I had heard some vague statements that certain types of exercise decrease longevity. I am wondering what types of exercises those might be.

I realize that high-risk exercising like mountain climbing could lower your life expectancy. I also realize that extreme sports like football and rugby are hard on the body. Additionally, I realize that crazy stunts like base jumping, swimming in frigid water, and so forth are dangerous. I am not talking about any of these obvious things.

I am wondering if any types of exercising, by their nature, decrease life expectancy, such as by their effects on metabolism, the cardiovascular system, and so forth. I had heard different theories about why CR works. Supposedly, mice exposed to continually colder temperatures had lower metabolisms and thus had nearly identical results to mice on a CR regimen. (The same enzymes were produced, etc.) Since cardiovascular workouts increase metabolism, could that reduce life expectancy? I have been running 2 miles 3 times a week lately.

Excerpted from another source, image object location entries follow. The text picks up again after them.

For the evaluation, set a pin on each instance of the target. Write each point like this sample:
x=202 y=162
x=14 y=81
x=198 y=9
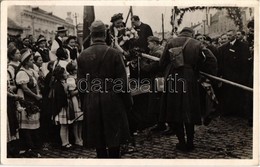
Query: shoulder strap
x=186 y=42
x=102 y=59
x=26 y=73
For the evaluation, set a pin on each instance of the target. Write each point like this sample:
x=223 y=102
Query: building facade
x=36 y=21
x=220 y=22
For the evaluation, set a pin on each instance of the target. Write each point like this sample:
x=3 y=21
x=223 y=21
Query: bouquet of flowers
x=130 y=33
x=125 y=34
x=29 y=107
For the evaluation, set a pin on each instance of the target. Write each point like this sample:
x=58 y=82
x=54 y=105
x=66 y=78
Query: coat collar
x=185 y=34
x=98 y=42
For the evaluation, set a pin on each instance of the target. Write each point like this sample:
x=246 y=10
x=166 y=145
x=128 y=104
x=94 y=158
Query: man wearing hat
x=105 y=119
x=43 y=52
x=181 y=104
x=58 y=42
x=152 y=67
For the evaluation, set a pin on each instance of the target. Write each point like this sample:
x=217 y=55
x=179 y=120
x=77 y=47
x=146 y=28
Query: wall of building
x=36 y=23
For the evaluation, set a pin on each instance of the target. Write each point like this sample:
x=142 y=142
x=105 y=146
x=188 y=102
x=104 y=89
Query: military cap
x=97 y=26
x=187 y=29
x=153 y=39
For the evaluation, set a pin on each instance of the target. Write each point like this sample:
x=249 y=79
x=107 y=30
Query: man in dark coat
x=182 y=100
x=234 y=66
x=141 y=101
x=152 y=67
x=144 y=31
x=104 y=104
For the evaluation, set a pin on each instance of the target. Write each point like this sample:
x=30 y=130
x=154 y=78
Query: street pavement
x=223 y=138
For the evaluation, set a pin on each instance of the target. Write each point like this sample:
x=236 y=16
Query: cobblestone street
x=224 y=138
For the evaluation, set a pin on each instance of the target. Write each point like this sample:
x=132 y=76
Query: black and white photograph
x=129 y=80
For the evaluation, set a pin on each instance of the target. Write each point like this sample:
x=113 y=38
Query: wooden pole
x=89 y=17
x=162 y=27
x=130 y=12
x=207 y=75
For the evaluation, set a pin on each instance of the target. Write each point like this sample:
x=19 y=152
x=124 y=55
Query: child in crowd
x=61 y=114
x=74 y=98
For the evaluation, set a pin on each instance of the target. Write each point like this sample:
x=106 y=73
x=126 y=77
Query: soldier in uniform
x=152 y=67
x=234 y=66
x=105 y=119
x=182 y=104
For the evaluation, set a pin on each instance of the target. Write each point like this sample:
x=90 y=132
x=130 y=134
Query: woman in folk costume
x=61 y=114
x=71 y=48
x=29 y=117
x=74 y=98
x=37 y=66
x=43 y=52
x=14 y=57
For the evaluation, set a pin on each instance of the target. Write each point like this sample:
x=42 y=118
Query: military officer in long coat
x=182 y=103
x=104 y=108
x=234 y=65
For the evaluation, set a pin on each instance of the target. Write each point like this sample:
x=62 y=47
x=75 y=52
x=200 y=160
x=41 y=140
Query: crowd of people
x=46 y=108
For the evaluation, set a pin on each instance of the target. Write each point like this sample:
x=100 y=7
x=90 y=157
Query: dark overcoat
x=182 y=103
x=105 y=120
x=234 y=65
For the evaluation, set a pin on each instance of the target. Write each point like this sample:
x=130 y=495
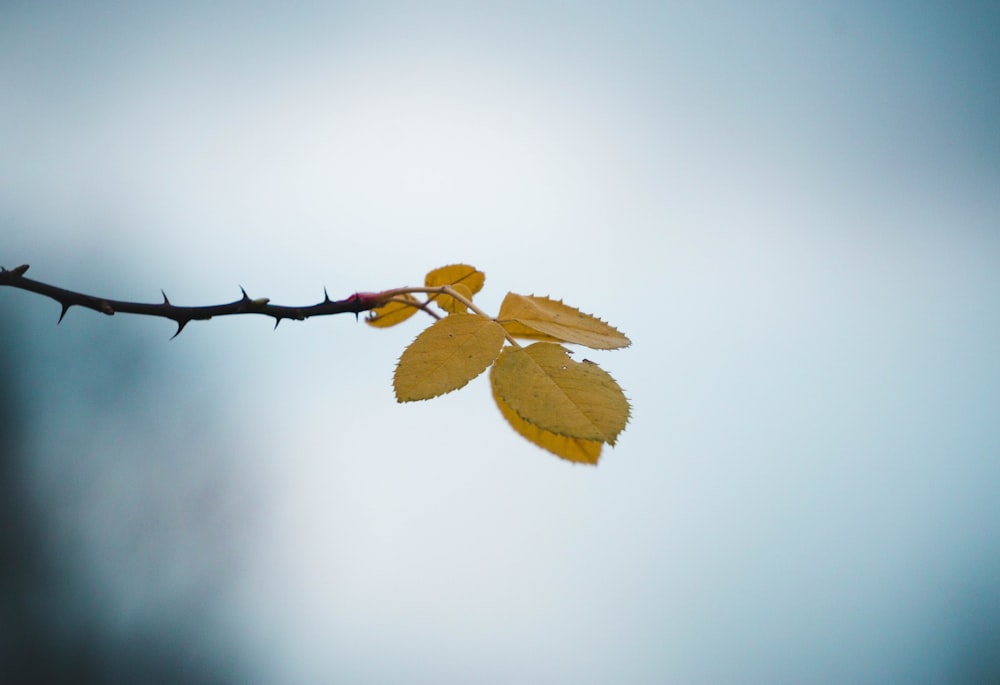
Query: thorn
x=181 y=323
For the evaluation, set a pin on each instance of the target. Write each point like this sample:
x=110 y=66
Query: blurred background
x=793 y=210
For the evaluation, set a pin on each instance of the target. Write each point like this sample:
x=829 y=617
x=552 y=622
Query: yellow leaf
x=392 y=313
x=573 y=449
x=540 y=318
x=455 y=275
x=446 y=356
x=551 y=391
x=450 y=304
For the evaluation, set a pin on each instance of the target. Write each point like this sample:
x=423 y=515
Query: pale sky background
x=793 y=210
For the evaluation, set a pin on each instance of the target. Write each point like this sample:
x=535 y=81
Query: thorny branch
x=355 y=304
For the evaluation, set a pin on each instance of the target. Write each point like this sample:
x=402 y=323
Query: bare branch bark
x=354 y=304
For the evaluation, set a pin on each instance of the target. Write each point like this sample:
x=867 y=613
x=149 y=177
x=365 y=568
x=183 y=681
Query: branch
x=355 y=304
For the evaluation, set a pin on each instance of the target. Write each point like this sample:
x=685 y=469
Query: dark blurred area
x=115 y=545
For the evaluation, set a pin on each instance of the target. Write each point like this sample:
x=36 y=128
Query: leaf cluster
x=570 y=408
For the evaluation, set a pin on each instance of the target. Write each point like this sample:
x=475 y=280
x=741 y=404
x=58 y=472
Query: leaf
x=392 y=313
x=573 y=449
x=455 y=275
x=447 y=355
x=541 y=318
x=546 y=388
x=450 y=304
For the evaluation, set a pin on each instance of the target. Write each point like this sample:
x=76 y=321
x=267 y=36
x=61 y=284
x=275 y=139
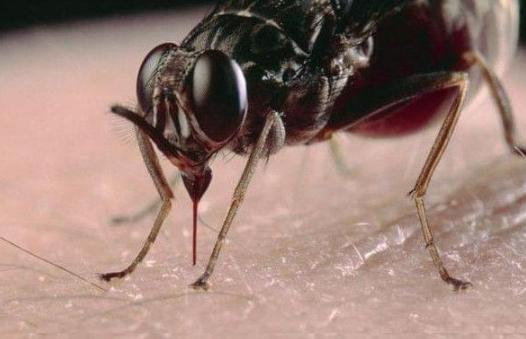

What about anerobic exercise? I have actually been trying to increase my caloric intake through protein, and have been taking creatine in combination with upper body workouts in order to increase my muscle mass. The effects have been minimal since I have only been at it for 5 weeks though. Since you need to eat more to gain muscle, this is basically the opposite of CR, so would it be reasonable to conclude that it might decrease my longevity?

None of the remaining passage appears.